The goal of our experiment was to understand the relationship between the drop height and the bounce height well enough to make predictions about drop heights we’ve never observed. So far, we know we have a mathematical model that fits well with the examples we used to build the model. The true test is whether or not the model will generalise to other examples.
Fortunately, we’ve already figured out how to determine if the model agrees with a set of observations. To decide if it generalises well, we can compare the model’s predictions to a different set of observations that we didn’t use to train the model.
If the model generalises well, its predictions should agree reasonably closely with these new observations.
If the model doesn’t generalise, we’re usually facing one of two problems.

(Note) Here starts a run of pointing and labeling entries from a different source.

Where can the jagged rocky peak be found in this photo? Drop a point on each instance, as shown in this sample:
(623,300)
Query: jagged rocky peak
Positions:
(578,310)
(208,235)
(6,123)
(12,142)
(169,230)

Over fitting means that our model has agreed so closely with the examples we used to build it that it’s not capable of generalising to new examples. When this happens, it’s often useful to re-train the model using more examples.
Under fitting means that our model doesn’t agree closely enough with the examples we used to build it, and so it’s not able to generalise either. For example, if we tried to train a straight line model to fit points on a curved line, it wouldn’t be able to get very close. When this happens, using a more complex model can help.

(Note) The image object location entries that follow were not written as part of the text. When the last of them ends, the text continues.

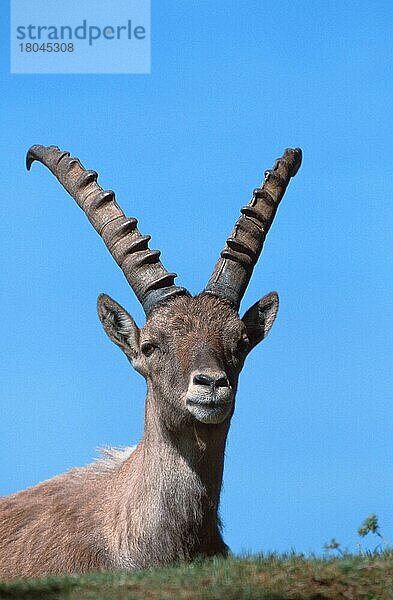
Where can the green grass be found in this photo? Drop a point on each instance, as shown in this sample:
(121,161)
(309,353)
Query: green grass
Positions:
(254,578)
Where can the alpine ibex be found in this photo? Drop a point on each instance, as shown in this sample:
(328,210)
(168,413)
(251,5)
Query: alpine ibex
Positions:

For this simple example, where we have one input value and one output value, we can look at the data on a scatter plot and make an educated guess at how we should model it. We can see that the points lie in a straight line, so we use a straight line as our model.
Most real world situations are too complex to visualise in a simple diagram, so it might not be clear which model to use.
You might have to try out several models, and see which performs best.
Once we have a model that generalises well enough for our purposes, we can use it to make predictions.
I like that we use the word prediction for the output of our model. It reminds me that the output is an educated guess, and not a 100% accurate decision. How accurate the model needs to be depends on the problem we’re using it to solve—a model predicting the right move to make in a game probably has more room for error than a model predicting if a self-driving car should apply the brakes.
Now that we’ve seen the structure of a basic machine learning system, how do we get from here to implementing our own machine learning systems?
If you want to develop your own machine learning systems, there are three resources I’d recommend to get started:
The fast.ai online course for a hands-on introduction to building practical machine learning systems in Python.
The book Fundamentals of Machine Learning for Predictive Analytics for a wider overview of other types of machine learning, and more mathematical background.
Andrew Ng’s coursera course for a thorough (but math heavy) introduction to the low-level details.
This post has only covered supervised learning, which refers to algorithms that learn from examples where we have both the input and the desired output. This is often referred to as labelled data, because the input values are labelled with the expected output. While this is a popular and powerful technique, there are others that work differently.
Other techniques you may want to explore include:
Unsupervised learning, which refers to algorithms that learn from examples where we know the inputs but not the outputs. This kind of algorithm is useful for finding structure in data; for example, we can use unsupervised learning to find clusters of values.
Reinforcement learning, which refers to algorithms that learn from trial and error to maximise some reward. The latest versions of AlphaGo use reinforcement learning to learn how to play games without needing any examples of how humans play.